Reverend Jesse Jackson was in New Delhi to mark the sixtieth anniversary of the martyrdom of Mahatma Gandhi but the subprime crisis back home was also on his mind. He phoned and said, “If you look at the analysis on TV, everybody is discussing macroeconomics. CNN, CNBC, MSNBC, none of them go deep in their analysis as to what really happened. The lack of enforcement of civil rights laws, of fair lending laws, drives this economic tsunami. This is not an economic miscalculation – this is the price we pay for not enforcing the law.”

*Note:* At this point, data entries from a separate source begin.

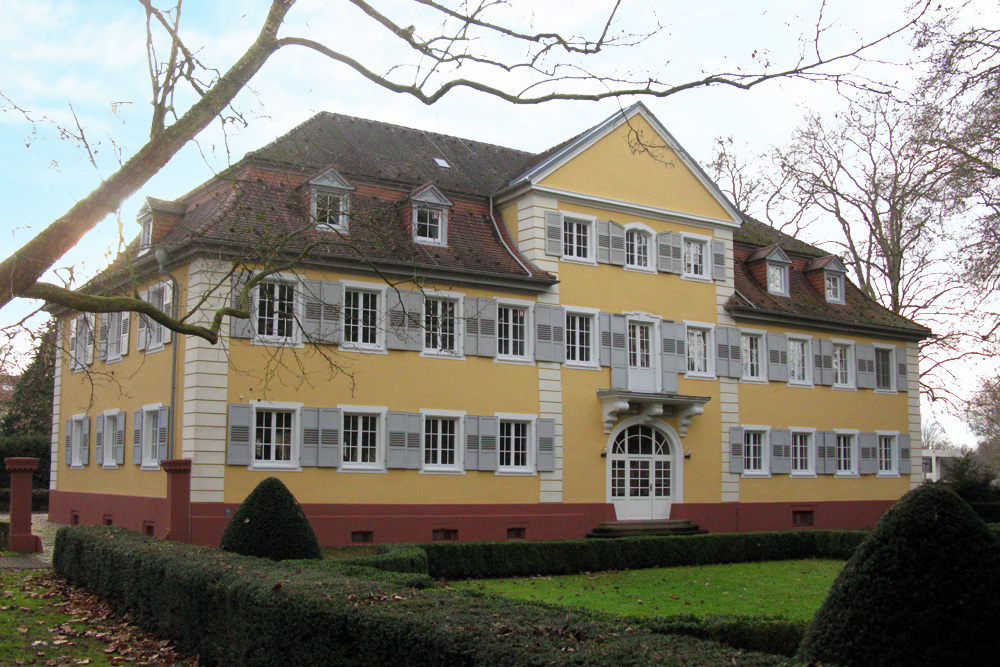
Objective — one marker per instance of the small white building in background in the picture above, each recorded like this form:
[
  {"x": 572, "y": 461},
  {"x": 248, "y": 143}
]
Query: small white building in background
[{"x": 935, "y": 461}]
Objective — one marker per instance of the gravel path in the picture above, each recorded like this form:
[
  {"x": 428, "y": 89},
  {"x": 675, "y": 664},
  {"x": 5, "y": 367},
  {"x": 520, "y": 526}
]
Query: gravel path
[{"x": 45, "y": 529}]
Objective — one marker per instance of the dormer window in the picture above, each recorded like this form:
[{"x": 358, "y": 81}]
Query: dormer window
[
  {"x": 777, "y": 278},
  {"x": 430, "y": 216},
  {"x": 330, "y": 201},
  {"x": 834, "y": 284}
]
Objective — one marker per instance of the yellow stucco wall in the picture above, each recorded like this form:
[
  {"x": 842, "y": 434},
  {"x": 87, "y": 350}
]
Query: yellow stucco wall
[{"x": 138, "y": 379}]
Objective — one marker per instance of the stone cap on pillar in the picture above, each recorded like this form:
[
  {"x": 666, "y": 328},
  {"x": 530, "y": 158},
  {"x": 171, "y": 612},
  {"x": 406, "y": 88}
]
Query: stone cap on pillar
[
  {"x": 21, "y": 464},
  {"x": 176, "y": 465}
]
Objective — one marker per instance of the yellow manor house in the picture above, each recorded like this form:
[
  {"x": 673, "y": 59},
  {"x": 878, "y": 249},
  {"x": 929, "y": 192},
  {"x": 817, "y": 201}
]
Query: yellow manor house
[{"x": 455, "y": 340}]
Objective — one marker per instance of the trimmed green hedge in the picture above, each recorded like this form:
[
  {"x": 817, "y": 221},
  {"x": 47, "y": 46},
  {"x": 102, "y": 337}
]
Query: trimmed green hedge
[
  {"x": 485, "y": 560},
  {"x": 239, "y": 610}
]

Jackson points to the targeting and steering of African-Americans and Latinos who were qualified for prime loans into risky subprime mortgages (defined as 3 percentage points higher than the prevailing rate for long-term Treasury bonds). “Redlining was to not loan to certain areas,” he said. “This is what amounts to reverse-redlining – steering black and brown borrowers into subprime who were eligible for prime. That’s out and out breaking discrimination laws.”
In 2005 and 2006, over 50% of all loans made to African-Americans, and over 40% to Latinos, were subprime – compared to only 19% of white borrowers. Martin Gruenberg, vice chairman of the Federal Deposit Insurance Corporation (FDIC), said at the Rainbow PUSH Coalition’s Wall Street Economic Summit in January, “Only one-sixth of this differential could be accounted for by the ability of the borrower.” Analysis of Home Mortgage Disclosure Act (HMDA) data shows that African-Americans and Latinos in New York City, Boston, Washington, Philadelphia and other cities were two to three times more likely to have subprime, high-cost loans than white borrowers with similar incomes and loan amounts.
The New York Times has reported on two neighborhoods in the Detroit area – one 97 percent white with a median income of $51,000, another 97 percent African-American with a median income of $49,000. In 2006, 17 percent of the loans made in the white neighborhood were subprime, compared to 70 percent of the loans in the predominately African-American neighborhood. Illinois Attorney General Lisa Madigan recently pointed out on National Public Radio, “…An African-American earning more than $100,000 was more likely than a white person who earned less than $35,000 to be put in a high-cost, [subprime] loan…. Clearly there is discrimination going on.” The Times also reported that “… around 90 percent of subprime loans originated between 2004 and 2006 carried exploding adjustable rates. Some 70 percent of subprime loans have prepayment penalties, versus 2 percent of prime loans…. ” Those pre-payment penalties made refinancing impossible for hundreds of thousands of people. “Yield-spread premiums” also paid kick-backs to brokers for steering borrowers into high-priced loans.